From midnight on 31st January, new subscribers will be directed to a paywall which will offer a variety of payment models.
The best value is a £30 annual subscription, which equates to less than 9 pence per day – half the price of a local weekly newspaper, and nearly one tenth the price of a regional daily. Cornwall Reports is updated throughout the day.
Alternative tariffs, which might suit more casual readers, start at £1 per week. The Cornwall Reports project, which offers a quality news service, without adverts, is the first local news venture of its kind in Britain.
New subscribers will be able to read a maximum of five articles each month before they are asked to pay.
Supporters can continue to make donations via a button on the front page. Readers who donated to the Crowdfunding appeal, or who have already donated through the front page button, will automatically become subscribers without further payment. Unless they have requested anonymity, or indicated otherwise, their names will be included in a “Hall of Fame” to be published in the website shortly.
Plans for local news pages
Editor Graham Smith said he planned to introduce local news pages as soon as possible. “Cornwall Reports was designed to serve the whole of Cornwall, and there is no shortage of news stories which are sufficiently important to meet that criteria,” he said.
“But at the same time I recognise that people have a real appetite for more community-focussed stories. I am looking at ways to set up pages specifically for this kind of content. It might take several months. But it is definitely part of the plan.
”I think the Cornwall-wide news has to take priority. But the beauty of a local news website is that it can grow to become whatever we want – or can afford!”
The Cornwall Reports letters page is now open to contributors. At the moment, the website does not plan to publish “comments” on a story-by-story basis but will link to comments published on its dedicated letters page. Contributors will have to provide their real identity, and their town or village, but not a full address.
“There is no place for anonymous trolling on Cornwall Reports,” said Smith. “But I welcome comment and debate on any topic. So if readers wish to observe on anything we’ve published, or if they would like to raise a new issue, the letters page is the place to go.”
The Cornwall Reports finances do not yet stretch to hiring any staff, but Smith said he was keen to involve as many people as possible as the website grows. “Until a few months ago I had no idea how to design a website,” he said. “I’m sure most website professionals would look at my efforts and say that is still the case.
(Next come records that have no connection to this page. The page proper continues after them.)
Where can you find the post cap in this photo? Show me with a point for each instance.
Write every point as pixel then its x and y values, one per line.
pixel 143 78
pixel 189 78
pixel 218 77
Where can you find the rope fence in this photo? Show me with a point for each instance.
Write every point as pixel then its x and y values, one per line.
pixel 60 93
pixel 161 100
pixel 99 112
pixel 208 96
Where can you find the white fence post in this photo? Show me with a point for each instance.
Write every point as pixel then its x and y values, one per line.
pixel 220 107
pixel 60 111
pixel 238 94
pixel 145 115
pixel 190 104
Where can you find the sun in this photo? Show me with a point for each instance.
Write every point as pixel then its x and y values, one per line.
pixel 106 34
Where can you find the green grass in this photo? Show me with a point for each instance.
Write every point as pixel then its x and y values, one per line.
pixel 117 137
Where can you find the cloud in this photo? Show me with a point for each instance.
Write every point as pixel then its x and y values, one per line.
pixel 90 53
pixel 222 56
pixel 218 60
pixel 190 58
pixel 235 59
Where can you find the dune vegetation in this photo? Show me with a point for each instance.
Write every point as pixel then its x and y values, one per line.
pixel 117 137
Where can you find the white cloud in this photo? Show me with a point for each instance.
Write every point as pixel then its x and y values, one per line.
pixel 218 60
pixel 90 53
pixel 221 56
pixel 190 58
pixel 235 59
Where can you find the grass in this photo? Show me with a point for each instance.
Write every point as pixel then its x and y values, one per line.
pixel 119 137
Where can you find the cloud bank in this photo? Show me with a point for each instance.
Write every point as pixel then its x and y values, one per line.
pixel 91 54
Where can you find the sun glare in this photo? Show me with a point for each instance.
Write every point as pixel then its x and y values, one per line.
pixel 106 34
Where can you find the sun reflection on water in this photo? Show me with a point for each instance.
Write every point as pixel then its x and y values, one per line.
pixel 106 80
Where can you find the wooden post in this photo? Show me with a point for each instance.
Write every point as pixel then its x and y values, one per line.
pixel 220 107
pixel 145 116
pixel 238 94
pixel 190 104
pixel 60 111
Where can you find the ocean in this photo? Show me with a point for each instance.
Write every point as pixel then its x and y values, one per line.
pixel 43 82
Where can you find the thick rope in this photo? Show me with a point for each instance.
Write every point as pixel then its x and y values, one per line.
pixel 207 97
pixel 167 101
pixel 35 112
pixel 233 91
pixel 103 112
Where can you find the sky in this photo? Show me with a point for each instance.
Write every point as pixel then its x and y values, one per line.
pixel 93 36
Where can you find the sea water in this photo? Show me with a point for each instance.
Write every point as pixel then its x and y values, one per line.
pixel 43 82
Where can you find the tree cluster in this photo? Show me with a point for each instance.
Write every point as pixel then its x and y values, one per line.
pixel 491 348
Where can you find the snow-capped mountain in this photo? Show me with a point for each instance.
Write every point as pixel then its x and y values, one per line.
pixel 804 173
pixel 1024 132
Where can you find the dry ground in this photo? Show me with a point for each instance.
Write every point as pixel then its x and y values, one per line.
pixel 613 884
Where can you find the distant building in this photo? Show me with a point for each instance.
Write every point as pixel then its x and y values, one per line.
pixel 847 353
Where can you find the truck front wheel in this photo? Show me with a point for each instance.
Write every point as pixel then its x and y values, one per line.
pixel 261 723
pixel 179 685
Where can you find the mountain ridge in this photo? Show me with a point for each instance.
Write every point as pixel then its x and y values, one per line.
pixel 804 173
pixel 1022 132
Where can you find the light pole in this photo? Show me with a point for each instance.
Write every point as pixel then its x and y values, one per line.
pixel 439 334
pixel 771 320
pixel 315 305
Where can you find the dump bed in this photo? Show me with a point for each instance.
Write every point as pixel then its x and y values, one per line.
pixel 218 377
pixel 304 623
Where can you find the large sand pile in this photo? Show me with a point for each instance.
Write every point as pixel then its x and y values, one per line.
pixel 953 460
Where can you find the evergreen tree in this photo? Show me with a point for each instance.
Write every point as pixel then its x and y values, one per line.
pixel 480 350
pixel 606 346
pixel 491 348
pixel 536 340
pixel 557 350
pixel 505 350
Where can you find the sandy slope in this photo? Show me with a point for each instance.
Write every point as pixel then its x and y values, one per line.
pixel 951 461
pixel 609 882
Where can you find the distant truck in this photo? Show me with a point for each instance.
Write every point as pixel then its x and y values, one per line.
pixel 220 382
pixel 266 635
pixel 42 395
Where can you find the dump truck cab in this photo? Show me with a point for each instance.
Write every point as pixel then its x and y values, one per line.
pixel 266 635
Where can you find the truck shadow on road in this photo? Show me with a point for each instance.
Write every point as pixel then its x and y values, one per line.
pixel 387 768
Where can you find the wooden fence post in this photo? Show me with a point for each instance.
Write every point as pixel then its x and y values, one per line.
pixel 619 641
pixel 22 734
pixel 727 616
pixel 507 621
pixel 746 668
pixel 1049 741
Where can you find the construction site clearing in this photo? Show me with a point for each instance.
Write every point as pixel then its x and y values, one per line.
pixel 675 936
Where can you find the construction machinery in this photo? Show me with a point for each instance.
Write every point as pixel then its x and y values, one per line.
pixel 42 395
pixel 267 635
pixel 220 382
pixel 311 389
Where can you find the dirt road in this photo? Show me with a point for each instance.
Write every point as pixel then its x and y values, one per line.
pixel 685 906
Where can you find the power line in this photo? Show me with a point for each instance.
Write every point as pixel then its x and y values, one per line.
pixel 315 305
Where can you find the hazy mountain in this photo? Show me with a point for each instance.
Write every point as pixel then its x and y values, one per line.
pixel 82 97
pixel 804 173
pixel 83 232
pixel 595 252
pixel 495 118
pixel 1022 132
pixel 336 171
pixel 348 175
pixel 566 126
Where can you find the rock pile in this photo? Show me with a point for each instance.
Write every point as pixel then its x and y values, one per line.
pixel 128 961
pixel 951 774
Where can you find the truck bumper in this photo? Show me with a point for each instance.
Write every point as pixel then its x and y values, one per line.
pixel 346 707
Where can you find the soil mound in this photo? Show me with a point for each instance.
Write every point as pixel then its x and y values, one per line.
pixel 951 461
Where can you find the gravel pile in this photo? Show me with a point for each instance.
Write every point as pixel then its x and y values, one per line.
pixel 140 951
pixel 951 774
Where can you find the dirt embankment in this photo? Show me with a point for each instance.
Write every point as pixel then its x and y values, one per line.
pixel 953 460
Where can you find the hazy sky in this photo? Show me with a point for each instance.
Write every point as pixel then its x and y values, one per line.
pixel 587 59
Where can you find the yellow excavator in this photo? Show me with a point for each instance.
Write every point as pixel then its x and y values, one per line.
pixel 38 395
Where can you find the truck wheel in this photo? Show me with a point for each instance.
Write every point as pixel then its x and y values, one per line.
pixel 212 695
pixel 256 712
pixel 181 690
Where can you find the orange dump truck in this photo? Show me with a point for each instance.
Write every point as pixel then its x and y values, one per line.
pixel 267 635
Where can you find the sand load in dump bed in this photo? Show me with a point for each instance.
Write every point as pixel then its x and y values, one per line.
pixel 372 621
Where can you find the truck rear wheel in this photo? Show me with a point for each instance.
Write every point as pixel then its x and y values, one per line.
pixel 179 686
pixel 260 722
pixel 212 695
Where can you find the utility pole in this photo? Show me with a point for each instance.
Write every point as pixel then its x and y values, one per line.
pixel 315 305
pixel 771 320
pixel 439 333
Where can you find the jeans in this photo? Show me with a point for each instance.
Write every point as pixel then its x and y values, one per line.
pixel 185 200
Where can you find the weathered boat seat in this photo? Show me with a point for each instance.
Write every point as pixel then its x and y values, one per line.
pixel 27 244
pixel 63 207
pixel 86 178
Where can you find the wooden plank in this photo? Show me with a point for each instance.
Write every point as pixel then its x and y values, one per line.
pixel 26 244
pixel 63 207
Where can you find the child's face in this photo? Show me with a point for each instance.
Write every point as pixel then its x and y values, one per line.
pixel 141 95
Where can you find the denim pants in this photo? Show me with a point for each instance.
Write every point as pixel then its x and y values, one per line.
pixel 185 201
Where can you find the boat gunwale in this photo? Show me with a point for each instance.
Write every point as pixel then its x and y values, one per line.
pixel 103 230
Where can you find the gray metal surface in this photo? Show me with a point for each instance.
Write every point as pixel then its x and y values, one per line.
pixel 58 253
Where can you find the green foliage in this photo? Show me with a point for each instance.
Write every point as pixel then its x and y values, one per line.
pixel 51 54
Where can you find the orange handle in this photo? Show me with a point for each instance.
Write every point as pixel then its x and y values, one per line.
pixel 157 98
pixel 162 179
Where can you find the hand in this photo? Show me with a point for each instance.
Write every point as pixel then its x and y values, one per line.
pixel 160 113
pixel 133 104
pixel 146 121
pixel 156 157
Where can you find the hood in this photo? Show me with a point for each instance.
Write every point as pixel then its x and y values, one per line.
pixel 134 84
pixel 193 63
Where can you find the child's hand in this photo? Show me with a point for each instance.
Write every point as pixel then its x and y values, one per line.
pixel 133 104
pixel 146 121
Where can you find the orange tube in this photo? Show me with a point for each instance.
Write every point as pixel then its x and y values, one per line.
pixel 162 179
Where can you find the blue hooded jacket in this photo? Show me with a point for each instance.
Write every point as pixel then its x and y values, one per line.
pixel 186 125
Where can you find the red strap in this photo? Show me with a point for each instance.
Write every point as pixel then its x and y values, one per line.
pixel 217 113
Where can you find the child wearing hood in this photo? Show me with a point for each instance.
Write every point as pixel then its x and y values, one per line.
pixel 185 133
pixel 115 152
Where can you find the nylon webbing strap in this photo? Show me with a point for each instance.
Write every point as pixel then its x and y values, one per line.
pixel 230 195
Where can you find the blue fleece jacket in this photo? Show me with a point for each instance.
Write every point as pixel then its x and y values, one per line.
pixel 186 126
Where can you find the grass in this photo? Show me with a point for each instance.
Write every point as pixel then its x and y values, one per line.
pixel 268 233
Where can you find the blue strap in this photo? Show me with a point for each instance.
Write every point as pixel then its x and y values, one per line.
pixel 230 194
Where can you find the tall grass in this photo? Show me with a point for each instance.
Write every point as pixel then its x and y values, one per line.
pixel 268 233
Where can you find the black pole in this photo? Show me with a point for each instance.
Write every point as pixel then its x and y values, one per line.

But if anyone has appropriate skills, and would like to help, I’d be enormously grateful.
“It might be that someone has marketing expertise and can help us reach sales targets. It might be that someone is really good at using social media and can help promote Cornwall Reports that way. It might be that some skills are transferable and that somebody could help Cornwall Reports in other ways we might not have thought about yet.